Secretary of State Hillary Rodham Clinton on Wednesday refuted Iranian accusations that the U.S. had a role in killing a top nuclear scientist, addressing the latest escalation in tensions between Washington and Tehran in recent days. "I want to categorically deny any United States involvement in any kind of act of violence inside Iran," Clinton said. "We believe that there has to be an understanding between Iran, its neighbors and the international community that finds a way forward for [Iran] to end its provocative behavior, end its search for nuclear weapons and rejoin the international community and be a productive member of it." Tehran accused the U.S. and Israel of orchestrating the assassination on Wednesday in Tehran.
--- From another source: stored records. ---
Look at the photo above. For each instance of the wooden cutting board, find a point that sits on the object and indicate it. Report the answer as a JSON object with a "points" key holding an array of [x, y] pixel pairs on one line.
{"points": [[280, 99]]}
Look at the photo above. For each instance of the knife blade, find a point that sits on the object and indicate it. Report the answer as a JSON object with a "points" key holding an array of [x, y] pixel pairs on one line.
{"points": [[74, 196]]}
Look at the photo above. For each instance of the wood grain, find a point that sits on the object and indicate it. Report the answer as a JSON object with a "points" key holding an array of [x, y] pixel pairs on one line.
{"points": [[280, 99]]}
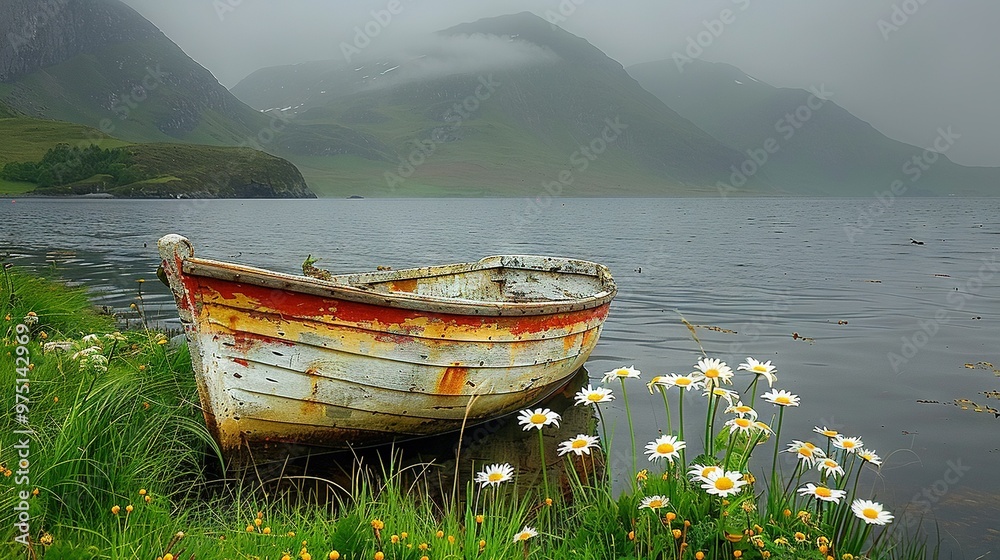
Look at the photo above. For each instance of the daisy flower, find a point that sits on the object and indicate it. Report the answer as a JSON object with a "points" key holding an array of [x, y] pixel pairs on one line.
{"points": [[760, 368], [525, 534], [580, 444], [685, 382], [538, 418], [781, 398], [665, 447], [805, 451], [729, 396], [715, 371], [724, 483], [822, 493], [871, 512], [741, 424], [591, 395], [850, 445], [494, 475], [653, 502], [870, 457], [742, 410], [620, 373], [830, 467], [699, 472], [826, 431]]}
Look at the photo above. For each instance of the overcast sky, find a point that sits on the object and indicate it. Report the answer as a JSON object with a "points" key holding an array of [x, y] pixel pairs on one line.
{"points": [[935, 64]]}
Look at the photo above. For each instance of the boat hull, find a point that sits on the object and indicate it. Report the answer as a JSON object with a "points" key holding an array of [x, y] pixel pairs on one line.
{"points": [[300, 366]]}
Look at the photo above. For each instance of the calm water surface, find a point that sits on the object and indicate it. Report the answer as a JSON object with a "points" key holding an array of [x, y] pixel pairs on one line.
{"points": [[884, 324]]}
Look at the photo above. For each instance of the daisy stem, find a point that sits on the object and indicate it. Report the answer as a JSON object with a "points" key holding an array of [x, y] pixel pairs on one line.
{"points": [[605, 442], [545, 466], [680, 421], [628, 414], [777, 440], [666, 407]]}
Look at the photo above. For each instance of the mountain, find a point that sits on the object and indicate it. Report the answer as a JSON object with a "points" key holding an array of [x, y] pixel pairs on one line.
{"points": [[172, 170], [803, 140], [101, 64], [502, 106]]}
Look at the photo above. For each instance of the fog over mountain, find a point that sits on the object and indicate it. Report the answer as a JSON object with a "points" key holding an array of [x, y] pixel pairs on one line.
{"points": [[906, 66]]}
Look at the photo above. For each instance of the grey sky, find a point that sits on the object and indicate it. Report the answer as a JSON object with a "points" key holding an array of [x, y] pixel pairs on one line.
{"points": [[940, 67]]}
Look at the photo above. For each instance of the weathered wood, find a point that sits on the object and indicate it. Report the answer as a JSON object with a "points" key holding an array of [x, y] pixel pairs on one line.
{"points": [[364, 358]]}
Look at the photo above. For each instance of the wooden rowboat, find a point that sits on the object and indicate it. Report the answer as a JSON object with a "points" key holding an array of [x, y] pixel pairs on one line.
{"points": [[283, 360]]}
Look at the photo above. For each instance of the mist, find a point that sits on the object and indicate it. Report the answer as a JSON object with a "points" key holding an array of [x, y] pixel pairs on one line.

An explosive was apparently attached to Mostafa Ahmadi Roshan's vehicle by an assailant riding a motorcycle, the fourth such killing in the last two years. Roshan worked at the Natanz uranium enrichment facility, one of Iran's two major sites for nuclear development, according to The New York Times. Clinton on Tuesday condemned Iran's start up of uranium enrichment at an underground facility near Qom, in northern Iran. Iran insists its goals are peaceful, but analysts say this could be another step toward weaponizing nuclear material. Also, as the U.S. is imposing tough new sanctions on Iran's Central Bank, Iranian officials have threatened to cut off access to the Strait of Hormuz, which could block most oil exports from the Persian Gulf. Top U.S. officials said military action would be taken to open it if necessary.